For there is nothing notable or noticeably French in manner or tone

of the six characters who arrive, one by one, at a posh Parisian

restaurant

to which they have been invited. Yet we can accept at face value that

they are neither Chinese nor Eskimos. Indeed, the six actors are so

superior in every way to the original Broadway cast that I would

gladly

accept them as Chinese or Eskimos, if the script demanded it.

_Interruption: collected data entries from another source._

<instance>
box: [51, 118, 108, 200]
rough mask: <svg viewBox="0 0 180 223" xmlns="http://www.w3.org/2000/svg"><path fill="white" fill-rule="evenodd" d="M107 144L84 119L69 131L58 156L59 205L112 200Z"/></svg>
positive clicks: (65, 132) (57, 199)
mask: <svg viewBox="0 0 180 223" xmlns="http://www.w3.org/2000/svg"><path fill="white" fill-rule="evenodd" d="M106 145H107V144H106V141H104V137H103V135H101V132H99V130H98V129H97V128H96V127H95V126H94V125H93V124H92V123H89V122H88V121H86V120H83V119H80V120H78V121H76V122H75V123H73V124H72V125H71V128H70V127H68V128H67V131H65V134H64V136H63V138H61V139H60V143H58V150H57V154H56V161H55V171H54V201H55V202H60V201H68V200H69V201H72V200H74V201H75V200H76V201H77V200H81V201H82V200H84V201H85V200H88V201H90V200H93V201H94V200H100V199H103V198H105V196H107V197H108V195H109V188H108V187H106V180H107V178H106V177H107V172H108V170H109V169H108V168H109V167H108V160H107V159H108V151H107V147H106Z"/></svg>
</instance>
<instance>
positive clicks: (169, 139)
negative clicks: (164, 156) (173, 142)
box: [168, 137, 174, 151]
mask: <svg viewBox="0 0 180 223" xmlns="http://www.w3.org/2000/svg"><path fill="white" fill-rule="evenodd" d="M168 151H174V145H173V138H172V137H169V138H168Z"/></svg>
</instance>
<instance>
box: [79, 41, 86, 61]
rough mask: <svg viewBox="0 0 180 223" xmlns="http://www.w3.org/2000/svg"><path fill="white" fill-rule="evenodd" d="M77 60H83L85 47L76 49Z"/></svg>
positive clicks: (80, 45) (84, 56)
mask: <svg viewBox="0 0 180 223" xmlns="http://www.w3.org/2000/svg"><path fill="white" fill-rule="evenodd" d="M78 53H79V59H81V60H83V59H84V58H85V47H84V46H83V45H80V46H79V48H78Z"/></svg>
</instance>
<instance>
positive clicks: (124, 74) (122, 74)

Even in the light of Simon’s most recent effort, "45 Seconds From

Broadway," which has just closed after a brief Broadway run,

"The

Dinner Party," despite its relatively successful run last season,

is still not destined to be placed near the top of the playwright’s

canon. Although "The Dinner Party" lasts only about 100

minutes

(without intermission), it contains much that is rueful as well as

funny about why marriages fail.

Within designer John Lee Beatty’s very pretty evocation of a private

dining salon, all six divorcees are on call to expose and exorcise

the personal demons that soured their marriages. First to arrive is

Claude Pichon (Greg Mullavey), an antiquarian with a condescending

air. He is soon followed by Albert Donay (Michael Mastro), a dopey

proprietor of a car-rental agency. That they don’t know each other,

or seem to have any shared social connections, is further confounded

when they realize that their dinner invitations have come from the

divorce lawyer they share in common.

Things get more uncomfortable with the arrival of Andre Bouville

(Steve

Vinovich), an arrogant stiff-necked clothing manufacturer, who also

used the same divorce lawyer. His overt disdain for the other two

men is nothing compared to the reactions to the women who begin to

arrive.

Claude’s ex-wife Mariette Levieux (Elizabeth Heflin) is the first

of the three women, a stylish and attractive writer of pulp fiction,

who apparently had a short post-divorce fling with Andre. She paves

the way for Yvonne Fouchet (Catherine Lloyd Burns), Albert’s

irritatingly

timid and tense ex-wife. Last to arrive is Andre’s ex-wife Gabrielle

Buonocelli (Meg Foster), whom we discover is the evening’s

manipulator,

and whose secret agenda is supposed to be the raison d’etre for this

unsettling little soiree.

Mullavey, a veteran of 70 plays, does well as the insufferably stiff

Claude who earns our empathy and our laughs when his sexual fantasies

are revealed. Mastro, who was praised for his Broadway performances

in "Judgment at Nuremberg" and "Side Man," gets high

marks for the hilariously off-centered countenance he sustains as

the overly attentive husband who ruined his marriage with too much

love. Vinovich, an alumnus of Simon’s "Lost in Yonkers," is

excellent as the mean-spirited Andre. Both Heflin, as the

newly-fulfilled

and successful novelist, and Burns as the ditsy Yvonne, are delightful

portrayals. Although more familiar for her film and television roles,

Foster is not only convincing as a glamorous seductress, but gives

a centering force to the production.

The play unfolds as each couple gets a chance to face each other with

the facts and feelings that presumably led to their breakup. I won’t

spoil it by noting the various revelations and regrets, except to

say that while none of it sociologically or psychologically profound,

it will give you pause to reflect on your own marriage — or

divorce.

What is remarkable is that all that was previously stilted and posy

in performance on Broadway has become brisk and bright under the

direction

of John Rando, who also directed the Broadway production. It all goes

to show what a difference a cast can make.

— Simon Saltzman

The Dinner Party, Paper Mill, Brookside Drive,

Millburn,

973-376-4343. $29 to $59. Performances continue to February 10.